A deep line-feature matcher with a novel Expectation–Maximization (EM) assignment head, built on a frozen DeepLSD detector front-end and designed to feed a Structure-from-Motion (SfM) pipeline.
Most learned matchers (SuperGlue, LightGlue, GlueStick) end in an optimal-transport / dual-softmax assignment layer driven by appearance alone, deferring geometry to a downstream RANSAC. deep-lfm replaces that head with a differentiable EM module that alternates between estimating soft match responsibilities (E-step) and a two-view geometric model from points sampled along the lines (M-step). The converged responsibilities give calibrated, geometrically-consistent confidence — exactly what SfM needs — and the estimated geometry is a free two-view initializer.
Research repository, trained from scratch. See
docs/DESIGN.md(design),docs/ROADMAP.md(phased status),docs/RESULTS.md(validated results), anddocs/SETUP.md(real-data onboarding).
Phases 0–5 implemented and tested (38 tests). The full pipeline — detector → encoder →
attention backbone → EM head → eval — runs end-to-end with a mock detector and synthetic
data. Real-data training needs MegaDepth/ScanNet + DeepLSD weights wired in — follow
docs/SETUP.md.
Headline (training-free ablation, isolating the head): under match-ambiguous appearance,
OT F1 0.41 → EM 1.00, and the EM head returns a relative pose for free. See docs/RESULTS.md.
pip install -e ".[dev,train,viz]"
python -m pytest -q # 38 tests
python scripts/train.py --config dev # synthetic + mock detector
python scripts/eval.py --mode ablation # OT-vs-EM table- DeepLSD as a frozen line detector (optionally fine-tuned later). It provides geometry only; descriptors are learned here.
- Lines represented by K points sampled along the segment, pooled from a learned dense feature map — robust to fragmentation and the substrate for epipolar geometric scoring.
- Attention backbone (GlueStick-style self/cross attention) → context-aware line descriptors.
- EM assignment head: E-step responsibilities mix appearance + epipolar likelihood + an outlier/no-match state (with inner Sinkhorn for the one-to-one constraint); M-step re-estimates geometry by responsibility-weighted, differentiable solving. Unrolled and end-to-end trainable.
- SfM-aware outputs: confidence, multi-view tracks, two-view geometry, COLMAP-compatible export.

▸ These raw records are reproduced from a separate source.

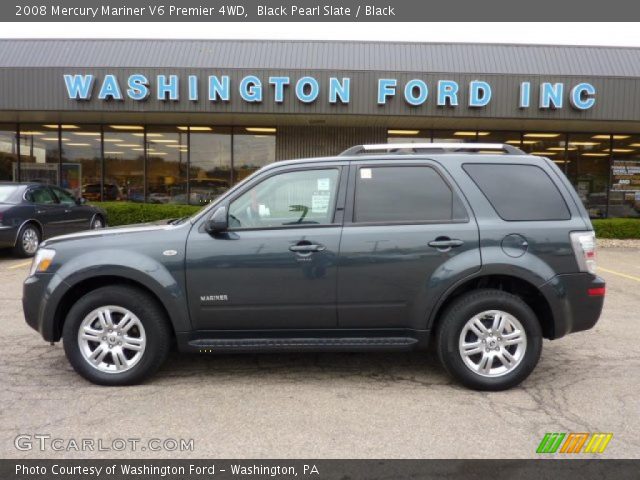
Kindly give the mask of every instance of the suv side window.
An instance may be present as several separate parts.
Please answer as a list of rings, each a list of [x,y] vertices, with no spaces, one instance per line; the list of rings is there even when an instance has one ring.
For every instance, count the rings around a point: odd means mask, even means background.
[[[337,168],[276,174],[236,198],[229,206],[231,228],[328,225],[340,171]]]
[[[63,190],[63,189],[57,188],[57,187],[51,187],[51,188],[52,188],[53,192],[56,194],[56,197],[58,197],[58,200],[60,201],[61,204],[63,204],[63,205],[75,205],[76,204],[76,199],[73,198],[73,195],[71,195],[66,190]]]
[[[457,195],[429,166],[362,166],[356,174],[356,223],[466,221]]]
[[[26,198],[33,203],[43,205],[58,203],[57,199],[53,196],[53,192],[48,187],[36,187],[29,192]]]
[[[569,220],[571,213],[549,175],[535,165],[467,163],[462,166],[500,218]]]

Ordered by expected payoff for closing the held-out gap to GlueStick (ETH3D AP
72.6; we are at 33.6 after homography pretraining). See docs/RESULTS.md for
the data behind each.
- Close the domain gap (biggest lever). Held-out ETH3D overfits by ~10k
because training is ScanNet-indoor only. Train/fine-tune on MegaDepth
(outdoor, matches ETH3D) — fill the stubbed
data/megadepth.pybuild_manifest(COLMAP poses + .h5 depth); ~199 GB download. - Harder homography pretext. The current pretext saturates by ~1k steps (F1 0.99) yet still gave +2–3 AP. Stronger warps + photometric augmentation and a larger/more diverse image set (COCO train, Oxford-Paris) should lift more.
- Pretrained descriptors. Bootstrap the line encoder from a pretrained dense backbone (SuperPoint/DISK) instead of learning the CNN from scratch.

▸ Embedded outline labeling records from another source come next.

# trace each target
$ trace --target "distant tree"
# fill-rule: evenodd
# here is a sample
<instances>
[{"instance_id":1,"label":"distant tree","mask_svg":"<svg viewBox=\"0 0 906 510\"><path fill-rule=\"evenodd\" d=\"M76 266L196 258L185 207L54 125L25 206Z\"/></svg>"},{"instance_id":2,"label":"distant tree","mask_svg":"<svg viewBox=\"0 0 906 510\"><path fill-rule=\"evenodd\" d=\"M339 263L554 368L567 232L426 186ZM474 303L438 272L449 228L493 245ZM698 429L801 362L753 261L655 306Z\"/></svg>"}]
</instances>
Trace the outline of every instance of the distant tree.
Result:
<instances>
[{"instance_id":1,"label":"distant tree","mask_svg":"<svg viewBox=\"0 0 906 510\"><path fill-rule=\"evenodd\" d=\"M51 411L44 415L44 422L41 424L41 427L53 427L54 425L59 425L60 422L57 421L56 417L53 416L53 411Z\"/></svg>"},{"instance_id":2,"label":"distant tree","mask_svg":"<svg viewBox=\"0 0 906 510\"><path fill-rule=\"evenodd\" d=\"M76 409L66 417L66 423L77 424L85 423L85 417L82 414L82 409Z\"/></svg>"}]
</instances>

- Fix overfitting directly. Augmentation, weight-decay/dropout sweep, early-stop at the held-out peak (~10k on full ScanNet).
- Matched-protocol GlueStick comparison. Run GlueStick through our ETH3D harness (or ours under glue-factory's protocol) for a true head-to-head — current AP is indicative only (different detector/GT pipeline).
- Robust M-step (RANSAC/IRLS). Pose AUC collapses under heavy mismatching
(no robust estimator today) — see Limitations in
docs/RESULTS.md. - Orchestration resilience. The overnight multi-stage loop's wakeup chain broke after the fine-tune; prefer a single driver script for long pipelines.
- (Stretch) Joint points+lines. GlueStick's core strength; large scope and partially dilutes the EM-on-lines thesis — evaluate before committing.
MIT (this repo). DeepLSD and any pretrained weights are governed by their own licenses — see docs/RELATED.md.